In September, developers formed a group called the Coalition for App Fairness in a bid to force Apple to change some of its policies and remove the 30% commission. Bowing to the mounting pressure, Apple announced in November it’s cutting the commission it takes on App Store in-app purchases, from 30% to 15% from January 1. But that applies only to apps making less than $1 million yearly.

The conclusion of EU Commission’s inquiry lends credence to the growing anticompetition agitation against Apple. As a standing procedure in an antitrust investigation, Apple is required to file a statement of objection, and Cupertino has responded, saying the EU’s case was the “opposite of fair competition.”

“Spotify has become the largest music subscription service in the world, and we’re proud of the role we played in that,” Apple said a statement. “Once again, they want all the benefits of the App Store but don’t think they should have to pay anything for that.”

The investigation is yet to be concluded, but Spotify welcomes the news of EU Commission’s decision on Friday.

“The European Commission’s Statement of Objections is a critical step toward holding Apple accountable for its anticompetitive behavior, ensuring meaningful choice for all consumers and a level playing field for app developers,” Spotify’s chief legal officer Horacio Gutierrez said in a statement.

Apple is increasingly being confronted by legal and antitrust tussles in Europe, following its 2016 notorious 13 billion euros ($15.7 billion) unpaid taxes legal battle with the Irish government, that is still in court.

Last month, the UK’s Competition and Markets Authority (CMA) launched an antitrust inquiry into Apple, due to many complaints coming from developers about the iPhone maker’s App Store.

The European authorities are stepping up their regulatory activities, and most of the US big tech companies are getting caught in their web. Late last year, the Commission introduced two new pieces of legislation that will affect how Big Tech operates. The region has long had concerns about how powerful some companies have become, and how this is a problem for smaller firms looking to compete in the European market.

The legislation is still being discussed by European lawmakers.
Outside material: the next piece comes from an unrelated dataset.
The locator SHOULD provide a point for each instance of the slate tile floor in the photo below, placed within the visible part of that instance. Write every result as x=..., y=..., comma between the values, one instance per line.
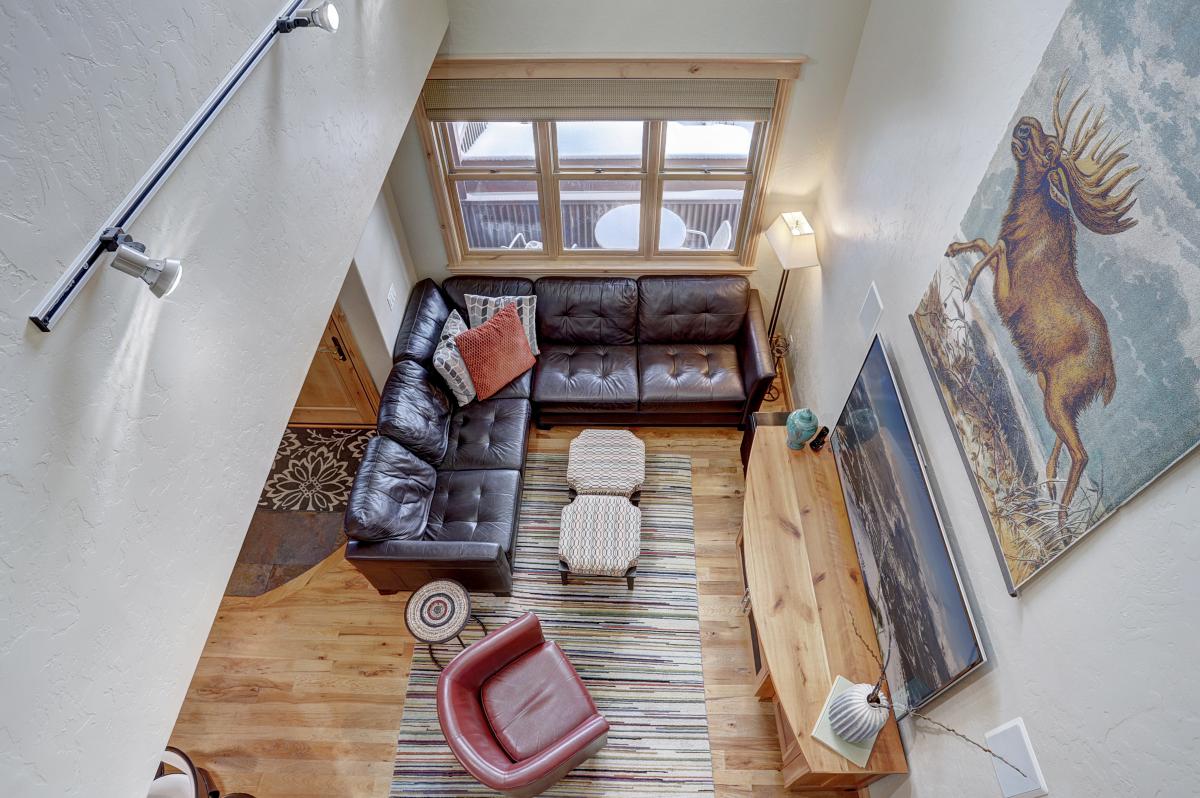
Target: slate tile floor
x=299, y=516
But if passed, it will mean handing fine to companies up to 10% of their worldwide annual turnover.

Apple has over 1.8 million apps in Apple Store, and Vestager believes its influence in global tech industry should not be taken for granted.

“Apple not only controls the only access to apps on Apple devices, it also offers a music streaming service, Apple Music, that competes with other apps available in the Apple App Store, such as Spotify or Deezer,” Vestager said.